Изображение самого Офира двоится. С одной стороны, заявлено его сродство с какой-то индийской эзотерической системой. Более точно ее позволит определить анализ офирских молитв и местной фразеологии, в изобилии приводимых кн. Щербатовым (временами кажется, что мы читаем обычный этнографический отчет; «Зимний дворец» по-офирски будет «Танги-пои», «генерал-губернатор» – «яги-яг»)… С другой стороны, через азиатский флер отчетливо просвечивают масонские обряды. Так, жрец офирской религии встречает героя у храма дикого камня, в центре которого укреплен солнечный диск. На голове жреца – голубая повязка. Между тем, дикий камень, солнечный диск, и в особенности голубой цвет – классические принадлежности широко известного в Европе ХVIII века масонства иоанновской степени (она входила и в состав петербургско-шведской системы на правах ее низших «градусов»).

Объясняя свою веру, мудрый офирянин говорит любознательному шведу: «Мы также единого Бога, как и вы, почитаем, признаем Его единого всемогущим строителем и правителем всего видимого и невидимого». Тут уж сомневаться не приходится. Почитание всемогущего строителя, или Великого Архитектора вселенной – это типично масонская фразеология… Положительно, приходится признать, что утопия князя Щербатова – плод не столько игры фантазии, сколько работы просвещенного «духовными упражнениями» ума. Не только Швеция, но и Индия здесь к месту. Впрочем, пора вернуться к Эммануилу Сведенборгу.

Перечень его связей с российской культурой далеко не закончен. Литературоведы обращают внимание на то, что в 1824 году, то есть за 8 лет до появления пушкинской повести, некий Клас Ливийн опубликовал в Швеции роман в письмах под названием «Spader Dame», что собственно, и значит «Пиковая дама». Герой романа попадает в Данвикенский госпиталь – ту самую лечебницу для душевнобольных, куда в свое время хотели заключить Сведенборга противники его учения (Халленгрен 1992а:21).

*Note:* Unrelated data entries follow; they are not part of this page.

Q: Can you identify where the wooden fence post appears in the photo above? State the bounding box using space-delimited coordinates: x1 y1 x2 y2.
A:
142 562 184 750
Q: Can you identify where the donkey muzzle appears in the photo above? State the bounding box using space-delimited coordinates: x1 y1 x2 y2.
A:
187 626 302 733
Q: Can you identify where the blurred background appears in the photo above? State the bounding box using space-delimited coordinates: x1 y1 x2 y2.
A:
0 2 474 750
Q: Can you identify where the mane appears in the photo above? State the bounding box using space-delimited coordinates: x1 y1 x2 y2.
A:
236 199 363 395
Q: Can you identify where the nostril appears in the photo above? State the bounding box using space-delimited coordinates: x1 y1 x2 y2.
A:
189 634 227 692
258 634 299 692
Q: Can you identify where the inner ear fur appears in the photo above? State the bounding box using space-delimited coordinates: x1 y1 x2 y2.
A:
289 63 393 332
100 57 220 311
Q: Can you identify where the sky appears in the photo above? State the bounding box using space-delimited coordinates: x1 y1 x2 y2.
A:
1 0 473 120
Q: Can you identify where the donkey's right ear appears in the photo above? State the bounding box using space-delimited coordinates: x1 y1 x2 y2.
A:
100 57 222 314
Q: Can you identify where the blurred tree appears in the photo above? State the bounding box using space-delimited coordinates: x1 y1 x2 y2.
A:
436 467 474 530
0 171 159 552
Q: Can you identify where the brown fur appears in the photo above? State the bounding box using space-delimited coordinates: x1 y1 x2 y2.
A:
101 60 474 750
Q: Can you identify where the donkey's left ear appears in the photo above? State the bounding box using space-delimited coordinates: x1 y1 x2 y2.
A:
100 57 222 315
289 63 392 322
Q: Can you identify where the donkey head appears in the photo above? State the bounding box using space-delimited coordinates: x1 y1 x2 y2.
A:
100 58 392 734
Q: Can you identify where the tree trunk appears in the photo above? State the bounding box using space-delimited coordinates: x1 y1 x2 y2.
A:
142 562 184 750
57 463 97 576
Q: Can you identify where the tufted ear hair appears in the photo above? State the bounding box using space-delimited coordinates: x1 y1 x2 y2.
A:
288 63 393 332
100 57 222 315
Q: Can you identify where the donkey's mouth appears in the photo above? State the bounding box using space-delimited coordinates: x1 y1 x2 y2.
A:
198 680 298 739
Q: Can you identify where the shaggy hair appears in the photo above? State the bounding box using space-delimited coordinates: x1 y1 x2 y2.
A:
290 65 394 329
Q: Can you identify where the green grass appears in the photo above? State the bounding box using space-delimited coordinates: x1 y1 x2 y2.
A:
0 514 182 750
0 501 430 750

И все же у нас нет необходимости продолжать список контактов. Общая направленность мысли Сведенборга вполне, как мы надеемся, прояснилась, а его влияние на творческое сознание Пушкина не было ни прямым, ни тем более сильным.

В период создания «Пиковой дамы» сознание – а в большей степени подсознание русского поэта было занято развитием заветной и глубоко личной темы. Для литературоведов здесь еще совсем не все ясно, и они подходят к этой теме с большой осторожностью. Ю.М.Лотман (1992б:410), развивая мысль Р.Якобсона, говорит о теме встречи живого с неживым. С этой точки зрения «Пиковая дама» входит в ряд таких произведений, как «Каменный гость», «Медный всадник», «Золотой петушок». Эта тема проведена даже в заглавиях: «Ожившая вещь, движущийся мертвец, скачущий памятник – не живые существа, (…) их противоестественное движение лишь подчеркивает мертвенность сущности».

В.Ходасевич в Пушкинской речи 1921 года говорит скорее о встрече человека с демонами – и разрушительном для неподготовленного героя последствии такого контакта. В этом плане возможно будет поставить «Пиковую даму» в один ряд с «Медным всадником» и «Уединенным домиком на Васильевском» (естественно, в той мере, в какой последняя передает устную новеллу Пушкина). Мы бы сказали, что умственный взор поэта все чаще обращался к границе между двумя мирами, и его творческое воображение строило разные возможности сделать ее проницаемой.

Всякий приходящий к этой границе ступает на зыбкую и неверную почву. Слух его открывается более, чем обычно, голосам тех, кто побывал у границы раньше; образуется как бы резонанс, усиливающий их. В этом мы видим причину того, что слабое влияние Сведенборга все же небезразлично для богатого полотна пушкинского гения. Нужно заметить, что Пушкин коснулся здесь, так сказать, основного вопроса метафизики. При этом Петербург виделся ему как место, где граница особенно легко может стать проходимой, по преимуществу для людей нового, «петербургского» склада. Таким образом, уже в самом начале «петербургский текст» был насыщен фундаментальной метафизической проблематикой.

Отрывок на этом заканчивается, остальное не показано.